7. Keep an Eye on Thyroid Health
Your thyroid plays a quiet but important role in gut function—especially in how your digestive system moves food along. If the thyroid is sluggish, it can slow motility and digestive secretions, leading to constipation, bloating, or gut imbalances. A full thyroid panel can help identify if hormones like T3 are lower than optimal. If this is something you’re navigating, we can talk through supportive options based on your labs.
8. Soothe and Heal the Gut Lining
If your gut has been inflamed—whether from stress, illness, or digestive struggles—it may need a little extra support to repair and absorb nutrients properly. Some of the foods and supplements that can help soothe the gut include bone broth, fermented foods, L-glutamine, zinc, and herbs like slippery elm and licorice root. .
A Gentle Invitation
Try experimenting with one or two of these ideas this week—no pressure to do them all. Which habits already feel natural? Which ones feel new? Are there any that surprised you?

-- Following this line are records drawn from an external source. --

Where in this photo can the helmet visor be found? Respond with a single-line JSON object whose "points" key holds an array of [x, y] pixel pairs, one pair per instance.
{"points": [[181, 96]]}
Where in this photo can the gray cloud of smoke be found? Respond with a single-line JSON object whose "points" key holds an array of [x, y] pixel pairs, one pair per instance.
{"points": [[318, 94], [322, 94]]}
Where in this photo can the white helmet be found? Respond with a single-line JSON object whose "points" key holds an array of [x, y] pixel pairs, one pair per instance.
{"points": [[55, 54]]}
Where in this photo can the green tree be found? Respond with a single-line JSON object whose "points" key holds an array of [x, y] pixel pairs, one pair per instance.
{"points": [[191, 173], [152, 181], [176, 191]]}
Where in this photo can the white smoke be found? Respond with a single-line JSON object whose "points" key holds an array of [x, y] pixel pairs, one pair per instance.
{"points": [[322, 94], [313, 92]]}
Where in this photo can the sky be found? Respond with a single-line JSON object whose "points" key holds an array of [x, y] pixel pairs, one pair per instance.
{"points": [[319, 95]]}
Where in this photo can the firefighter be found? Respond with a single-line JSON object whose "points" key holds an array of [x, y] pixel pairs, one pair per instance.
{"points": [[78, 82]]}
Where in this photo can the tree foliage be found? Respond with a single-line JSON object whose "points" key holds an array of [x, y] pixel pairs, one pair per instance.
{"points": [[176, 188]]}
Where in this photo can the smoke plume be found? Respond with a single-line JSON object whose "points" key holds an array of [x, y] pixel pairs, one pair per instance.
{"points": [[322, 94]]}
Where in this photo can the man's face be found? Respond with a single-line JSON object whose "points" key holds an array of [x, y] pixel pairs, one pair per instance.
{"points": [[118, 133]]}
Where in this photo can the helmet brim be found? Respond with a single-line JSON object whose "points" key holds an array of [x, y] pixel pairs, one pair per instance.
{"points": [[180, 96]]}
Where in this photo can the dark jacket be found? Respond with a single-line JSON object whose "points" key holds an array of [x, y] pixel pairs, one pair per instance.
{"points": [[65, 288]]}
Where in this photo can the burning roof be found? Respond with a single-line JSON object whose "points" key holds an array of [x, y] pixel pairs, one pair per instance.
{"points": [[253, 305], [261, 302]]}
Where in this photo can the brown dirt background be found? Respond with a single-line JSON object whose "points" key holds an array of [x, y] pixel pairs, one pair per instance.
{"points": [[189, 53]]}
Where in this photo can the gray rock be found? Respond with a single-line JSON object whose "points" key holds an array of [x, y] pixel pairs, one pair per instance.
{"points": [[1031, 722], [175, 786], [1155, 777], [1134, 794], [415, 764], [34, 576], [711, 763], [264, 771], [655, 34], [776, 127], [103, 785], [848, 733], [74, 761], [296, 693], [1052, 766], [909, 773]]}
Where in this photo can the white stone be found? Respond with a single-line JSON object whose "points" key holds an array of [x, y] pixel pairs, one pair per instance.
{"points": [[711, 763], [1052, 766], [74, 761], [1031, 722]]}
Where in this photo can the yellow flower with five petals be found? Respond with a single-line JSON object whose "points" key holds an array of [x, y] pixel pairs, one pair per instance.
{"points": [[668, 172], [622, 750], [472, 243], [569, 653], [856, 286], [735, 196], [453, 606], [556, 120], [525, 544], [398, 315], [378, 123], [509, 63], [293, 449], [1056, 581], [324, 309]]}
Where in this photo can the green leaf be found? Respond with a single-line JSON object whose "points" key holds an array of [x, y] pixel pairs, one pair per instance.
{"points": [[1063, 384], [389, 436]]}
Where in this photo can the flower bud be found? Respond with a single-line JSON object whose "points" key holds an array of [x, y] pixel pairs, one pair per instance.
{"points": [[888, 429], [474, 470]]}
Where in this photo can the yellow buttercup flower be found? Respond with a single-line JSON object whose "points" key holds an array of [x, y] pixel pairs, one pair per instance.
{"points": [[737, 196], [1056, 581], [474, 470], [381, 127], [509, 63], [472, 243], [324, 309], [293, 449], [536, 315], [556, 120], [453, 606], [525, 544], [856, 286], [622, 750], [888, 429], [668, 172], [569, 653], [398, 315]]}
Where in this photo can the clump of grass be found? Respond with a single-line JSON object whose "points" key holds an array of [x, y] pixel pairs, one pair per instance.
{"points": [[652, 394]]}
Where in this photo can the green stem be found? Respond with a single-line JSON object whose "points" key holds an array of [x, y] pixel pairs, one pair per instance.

You don’t need a perfect routine to support digestion—just curiosity, a little patience, and compassion for yourself along the way.
If we’re working together, jot down any reflections or questions and bring them to our next session. I’d love to hear what you're noticing.
Disclaimer: This content is for educational purposes only and is not medical advice. Please consult your healthcare provider before making changes to your diet or lifestyle. Some content may have been created or refined with the help of AI and is reviewed by a qualified nutrition professional.